Después de unos minutos de atención, durante los cuales la
vendedora no dejó de vigilarlo, el joven se volvió hacia ella.
—¿Me puede mostrar ese rojo? —dijo indicando con la mirada
un babydoll de raso que opacaba las ingenuas ropas de noche entre las
que colgaba.
¡Mirá vos! Tiene buen
gusto y todo, reconoció Cecilia al tiempo que con manos
ágiles desplegaba el sensual atuendo ante los ojos del Mencho, quién descender la mágica tela, flotando, extendiéndose
lánguidamente sobre la superficie de cristal del mostrador. Cecilia, con
disimulo, levantó la vista de la prenda y examinó ahora más de cerca la
expresión del aparente cliente.

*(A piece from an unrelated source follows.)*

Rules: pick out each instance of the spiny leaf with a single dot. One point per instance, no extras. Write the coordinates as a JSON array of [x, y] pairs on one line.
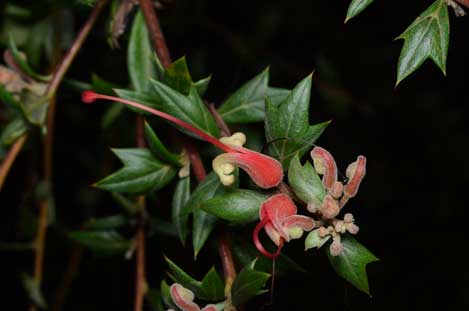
[[247, 104], [157, 147], [305, 181], [210, 288], [180, 198], [238, 206], [351, 263], [187, 108], [141, 173], [426, 37], [203, 221], [287, 124], [247, 284], [356, 7]]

Parecía absorto, con la cabeza gacha, quizás
imaginando como luciría su novia con el regalo. Apenas le podía ver los ojos,
parpadeando perplejos bajo el despeinado flequillo. No dejó de prestar atención
a sus manos, cerradas en puño a los costados del babydoll, como
conteniéndose para no tocarlo.
La verdad es que no es
feo el mocoso. Tiene pinta de peligroso, pero no es feo, apreció
Cacilia, tratando de evadir la situación.

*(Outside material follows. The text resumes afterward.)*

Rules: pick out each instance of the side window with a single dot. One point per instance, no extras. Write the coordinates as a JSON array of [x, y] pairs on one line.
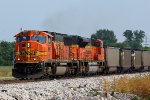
[[49, 40]]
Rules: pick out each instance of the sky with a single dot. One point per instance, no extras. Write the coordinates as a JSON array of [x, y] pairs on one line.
[[75, 17]]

Él, sin mirarla siquiera, dijo con voz apagada:
—Lo llevo nomás. —Divertido, pensó que con apoyar el caño
frío de su Colt en el cuello de aquella tía,
ésta le daría lo que pidiera. Todo lo que él le pidiera.
Cecilia por su parte, apretó los dientes, diciéndose que
ahora venía lo peor, y rogó rápidamente a Dios que al menos no le hiciera daño.

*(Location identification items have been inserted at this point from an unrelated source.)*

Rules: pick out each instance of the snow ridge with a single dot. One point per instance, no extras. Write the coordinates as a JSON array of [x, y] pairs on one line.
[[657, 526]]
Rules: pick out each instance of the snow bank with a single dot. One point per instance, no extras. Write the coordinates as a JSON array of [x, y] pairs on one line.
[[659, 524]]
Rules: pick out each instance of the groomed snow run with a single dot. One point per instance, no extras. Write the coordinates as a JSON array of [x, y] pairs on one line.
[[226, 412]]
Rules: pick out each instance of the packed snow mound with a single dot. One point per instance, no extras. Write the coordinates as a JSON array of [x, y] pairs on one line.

Con un amén, aspiró profundamente y se animó a decir:
—El precio es… diecinueve mil quinientos... ¿Lo pagás al
contado? —Y se sintió muy idiota haciendo la pregunta. ¡Cómo si este tipo de gente tuviera tarjeta de crédito! ¡Cómo si con
esa facha le hubieran abierto una cuenta corriente!
Otra vez la implacable mirada de indio, algo adormilada, se
clavó en los ojos de la mujer. Ella apenas si pudo mantenerse de pie cuando se
le aflojaron las rodillas y sintió que sus ganas de orinar ya eran
insoportables.
Varios billetes de mil, hechos un bollo, se apretaban en el
bolsillo delantero derecho del jean del Mencho,
y ninguno había sido ganado trabajando. Pagar...
le sonaba raro. Pagar… Y mientras
la palabra, casi desconocida, bailaba en su mente, hurgó en la gastada lona
azul y extrajo unos billetes extremadamente arrugados. Luego, ceremonioso,
extendió rígidamente el brazo ofreciendo el pago y una mano se movió
automáticamente para recibirlo.
Encasquetándose nuevamente la gorra volvió a esconder el
flequillo castaño. Guardó la compra en una bolsa plástica de supermercado,
atándola luego a un pasa cinto del pantalón. Encaró a la vendedora con una
sonrisa satisfecha y la saludó.
—¡Chau, doña! —dijo abandonando el local alegra y con paso
rápido. ¡Ja! Le pagué un regalo a la Lucía,
reflexionó, orgulloso, sintiéndose extraño.
Cecilia, sentada en el inodoro y temblándole todo el cuerpo, encendió un cigarrillo.